(Bir önceki Sürüleşmiş- çürümüş toplumlar yazısının devamı)
Sadece ülkemizde değil hemen hemen tüm İslam toplumlarında yaşanan bu çürümüşlüğün en büyük sebepleri arasında ise ‘’ İtaat’’ kültürünün geniş manada yanlış yorumlanması olarak karşımıza çıkmaktadır.
İslam’da Peygamberimizin vefatından sonra, başlamış Emevicilik anlayışıyla İslam toplumları ayrı bir kutba dönüştürülerek dinin içi boşaltılmıştır.
Peki nedir o zaman Ulu’l Emr’e İtaat?
Dilimizin döndüğünce kalemimizin yazdığınca anlatmaya gayret edelim.
Herkesin bildiği gibi, ‘’ İtaat’’ boyun eğmek, kabullenmek demektir. İtaat’le isyan zıt anlamlı olmalarına rağmen ikisi aynı anda bir davranış biçimi olamaz.

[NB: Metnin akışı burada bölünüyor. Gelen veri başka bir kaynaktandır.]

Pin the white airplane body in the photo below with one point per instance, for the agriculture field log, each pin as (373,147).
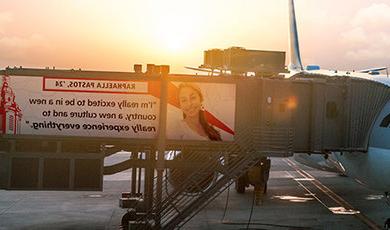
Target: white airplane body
(371,168)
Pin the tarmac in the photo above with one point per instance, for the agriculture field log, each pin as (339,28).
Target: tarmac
(298,197)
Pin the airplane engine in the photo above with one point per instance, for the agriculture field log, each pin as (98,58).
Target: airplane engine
(372,168)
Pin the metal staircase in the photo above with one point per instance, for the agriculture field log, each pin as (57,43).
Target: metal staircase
(186,191)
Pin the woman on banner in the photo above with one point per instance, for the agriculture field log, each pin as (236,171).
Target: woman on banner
(194,125)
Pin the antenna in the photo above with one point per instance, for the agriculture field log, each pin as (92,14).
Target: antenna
(295,56)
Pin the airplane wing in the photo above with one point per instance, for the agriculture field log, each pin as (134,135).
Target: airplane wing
(372,70)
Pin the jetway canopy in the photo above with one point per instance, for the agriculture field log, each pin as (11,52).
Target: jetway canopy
(271,116)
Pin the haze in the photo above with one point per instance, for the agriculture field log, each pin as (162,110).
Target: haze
(114,35)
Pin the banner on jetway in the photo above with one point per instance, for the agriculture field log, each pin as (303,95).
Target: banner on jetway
(201,111)
(79,107)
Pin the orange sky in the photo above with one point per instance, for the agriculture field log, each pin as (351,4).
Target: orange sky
(114,35)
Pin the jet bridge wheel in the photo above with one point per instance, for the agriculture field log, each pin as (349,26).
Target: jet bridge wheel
(241,184)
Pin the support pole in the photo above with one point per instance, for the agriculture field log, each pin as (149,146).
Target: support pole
(161,141)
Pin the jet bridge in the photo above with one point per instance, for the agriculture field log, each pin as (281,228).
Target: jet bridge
(63,123)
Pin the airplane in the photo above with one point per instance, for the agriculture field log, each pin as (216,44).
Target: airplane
(370,168)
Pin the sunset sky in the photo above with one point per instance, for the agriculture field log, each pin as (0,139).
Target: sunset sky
(114,35)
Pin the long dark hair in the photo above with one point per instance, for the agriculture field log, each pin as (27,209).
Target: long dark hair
(211,132)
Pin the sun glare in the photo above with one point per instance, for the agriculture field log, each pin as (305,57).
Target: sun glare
(175,27)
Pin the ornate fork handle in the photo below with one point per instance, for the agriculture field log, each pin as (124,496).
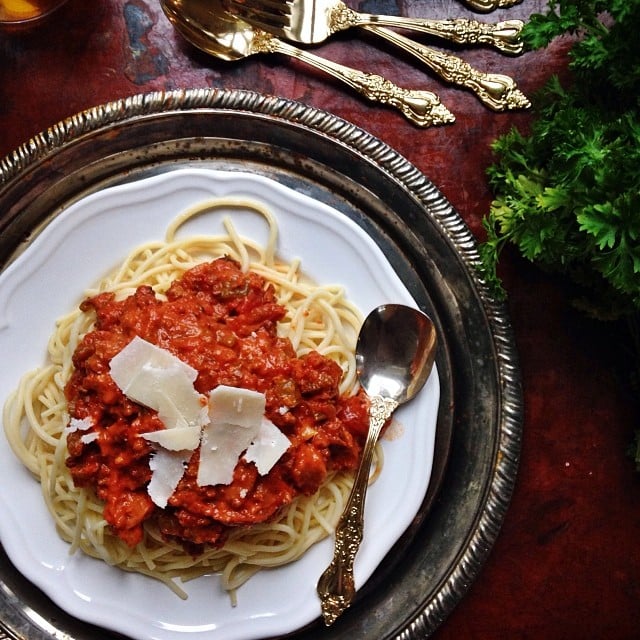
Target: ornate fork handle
(497,91)
(504,35)
(484,6)
(336,586)
(423,108)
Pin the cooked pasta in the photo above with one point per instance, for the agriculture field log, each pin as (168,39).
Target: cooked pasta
(318,318)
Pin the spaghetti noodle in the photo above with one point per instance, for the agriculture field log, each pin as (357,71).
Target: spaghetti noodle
(316,319)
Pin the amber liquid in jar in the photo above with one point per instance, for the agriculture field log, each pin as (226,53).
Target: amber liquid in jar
(19,10)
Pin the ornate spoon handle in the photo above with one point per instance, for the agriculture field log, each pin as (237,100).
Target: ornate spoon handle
(504,36)
(497,91)
(336,586)
(423,108)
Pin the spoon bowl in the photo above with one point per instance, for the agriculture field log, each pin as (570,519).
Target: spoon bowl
(395,353)
(208,26)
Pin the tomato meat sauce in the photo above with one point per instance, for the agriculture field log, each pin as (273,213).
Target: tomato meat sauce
(223,323)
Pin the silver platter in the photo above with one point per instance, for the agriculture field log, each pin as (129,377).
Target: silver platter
(480,420)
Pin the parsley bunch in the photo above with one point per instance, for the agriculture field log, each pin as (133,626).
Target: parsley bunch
(567,194)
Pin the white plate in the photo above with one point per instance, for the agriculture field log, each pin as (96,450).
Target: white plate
(75,250)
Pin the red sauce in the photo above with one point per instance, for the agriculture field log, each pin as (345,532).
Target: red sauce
(223,323)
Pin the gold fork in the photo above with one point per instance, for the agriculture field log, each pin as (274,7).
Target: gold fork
(496,91)
(313,21)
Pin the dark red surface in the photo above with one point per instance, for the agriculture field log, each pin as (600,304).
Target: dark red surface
(566,564)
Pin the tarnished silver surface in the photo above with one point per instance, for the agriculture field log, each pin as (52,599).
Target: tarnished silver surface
(429,245)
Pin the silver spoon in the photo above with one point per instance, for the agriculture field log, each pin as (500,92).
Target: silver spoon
(207,25)
(394,355)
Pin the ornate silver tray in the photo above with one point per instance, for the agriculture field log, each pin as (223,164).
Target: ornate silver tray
(480,418)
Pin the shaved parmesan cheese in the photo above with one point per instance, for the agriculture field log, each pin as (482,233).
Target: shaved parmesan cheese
(76,424)
(221,447)
(232,405)
(167,469)
(267,448)
(176,439)
(159,380)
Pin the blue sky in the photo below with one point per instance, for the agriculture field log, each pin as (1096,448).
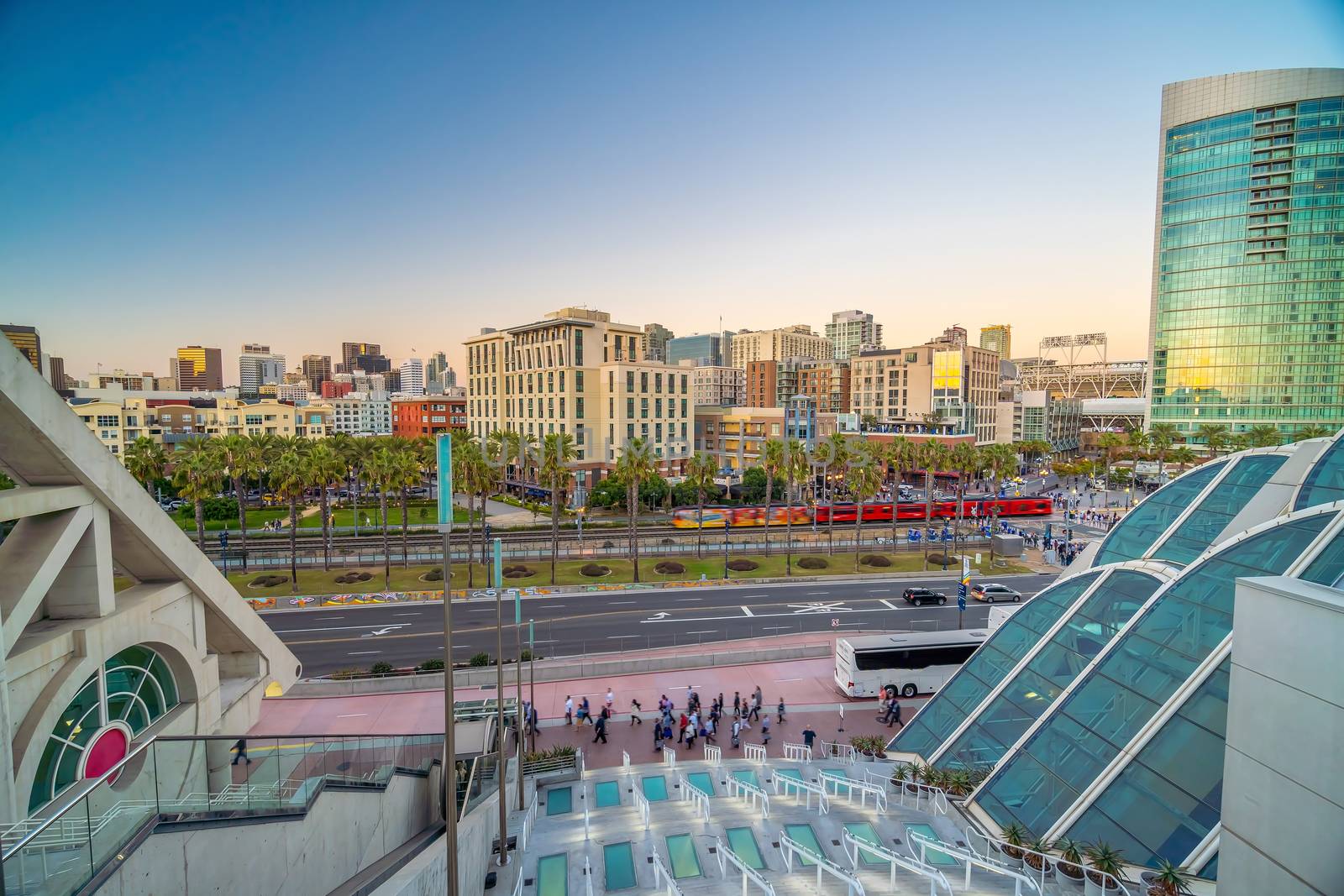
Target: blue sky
(407,174)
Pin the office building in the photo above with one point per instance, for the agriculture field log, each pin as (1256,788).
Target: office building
(198,369)
(780,344)
(654,345)
(577,371)
(711,349)
(412,376)
(1119,707)
(27,340)
(718,385)
(257,367)
(851,332)
(1247,318)
(998,338)
(316,369)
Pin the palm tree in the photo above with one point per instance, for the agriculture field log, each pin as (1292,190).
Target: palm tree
(198,476)
(289,479)
(1265,436)
(558,452)
(636,466)
(324,469)
(864,479)
(145,461)
(773,463)
(1314,432)
(381,470)
(1214,436)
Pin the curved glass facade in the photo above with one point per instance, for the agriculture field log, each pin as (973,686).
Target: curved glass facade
(1249,305)
(1126,688)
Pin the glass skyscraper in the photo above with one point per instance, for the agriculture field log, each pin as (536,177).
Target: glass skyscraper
(1247,302)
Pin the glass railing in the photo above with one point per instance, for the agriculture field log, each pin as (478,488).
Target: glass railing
(176,779)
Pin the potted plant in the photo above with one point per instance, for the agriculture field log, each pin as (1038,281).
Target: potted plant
(1101,860)
(1168,880)
(1014,836)
(1072,859)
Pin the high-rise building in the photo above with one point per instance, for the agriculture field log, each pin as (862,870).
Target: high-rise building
(654,344)
(199,369)
(257,367)
(27,340)
(412,376)
(853,332)
(318,369)
(998,338)
(351,351)
(710,349)
(1247,318)
(780,344)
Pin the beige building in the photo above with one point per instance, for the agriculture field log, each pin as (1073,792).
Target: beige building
(780,344)
(577,371)
(940,385)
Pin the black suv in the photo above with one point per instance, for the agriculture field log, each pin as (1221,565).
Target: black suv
(921,597)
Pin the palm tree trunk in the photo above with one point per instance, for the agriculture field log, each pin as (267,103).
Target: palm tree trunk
(293,546)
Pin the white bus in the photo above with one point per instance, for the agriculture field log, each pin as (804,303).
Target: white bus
(907,664)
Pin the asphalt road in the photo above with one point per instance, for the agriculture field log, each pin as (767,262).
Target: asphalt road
(570,625)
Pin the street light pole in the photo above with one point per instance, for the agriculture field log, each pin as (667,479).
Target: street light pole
(444,446)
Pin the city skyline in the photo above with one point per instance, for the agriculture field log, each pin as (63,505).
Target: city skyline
(230,188)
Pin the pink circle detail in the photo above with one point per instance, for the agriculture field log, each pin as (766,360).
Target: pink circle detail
(107,750)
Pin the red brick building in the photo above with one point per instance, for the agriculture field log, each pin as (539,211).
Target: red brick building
(428,414)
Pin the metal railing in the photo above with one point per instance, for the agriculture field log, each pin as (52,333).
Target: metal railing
(195,779)
(792,848)
(894,860)
(727,857)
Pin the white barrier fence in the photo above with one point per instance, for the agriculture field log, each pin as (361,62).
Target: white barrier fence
(823,866)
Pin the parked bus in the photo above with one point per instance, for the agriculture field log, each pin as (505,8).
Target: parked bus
(906,664)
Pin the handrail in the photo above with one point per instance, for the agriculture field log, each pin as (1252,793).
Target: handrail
(663,878)
(1110,884)
(894,859)
(968,859)
(726,856)
(792,848)
(879,794)
(756,794)
(783,783)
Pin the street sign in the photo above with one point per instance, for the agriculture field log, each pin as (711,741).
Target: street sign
(444,453)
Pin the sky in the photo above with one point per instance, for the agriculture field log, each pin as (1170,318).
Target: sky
(307,174)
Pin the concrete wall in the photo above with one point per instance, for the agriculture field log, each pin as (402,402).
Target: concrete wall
(344,832)
(1284,770)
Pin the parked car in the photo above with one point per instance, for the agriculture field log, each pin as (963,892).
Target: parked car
(995,593)
(920,597)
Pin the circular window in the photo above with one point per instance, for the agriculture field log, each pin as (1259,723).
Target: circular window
(132,691)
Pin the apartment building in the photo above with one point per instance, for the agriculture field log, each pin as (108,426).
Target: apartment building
(577,371)
(718,385)
(779,344)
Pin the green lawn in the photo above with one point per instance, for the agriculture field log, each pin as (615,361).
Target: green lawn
(568,573)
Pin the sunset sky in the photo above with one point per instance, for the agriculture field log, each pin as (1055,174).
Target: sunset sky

Bir şeye itaatin olmadığı yerde, isyan var demektir. İsyan’ın olmadığı yerde ise bir olguyu kabullenmek demektir. Bu iki kavram zıt kardeşlerdir. Biri olmadan, öbürü de olmaz. Birinin olması durumunda, öbürünün olmaması eşyanın tabiatıdır. Hem itaat, hem de isyan ikisi aynı kalıpta olmayan fakat, birbirlerini tamamlayan olgulardır.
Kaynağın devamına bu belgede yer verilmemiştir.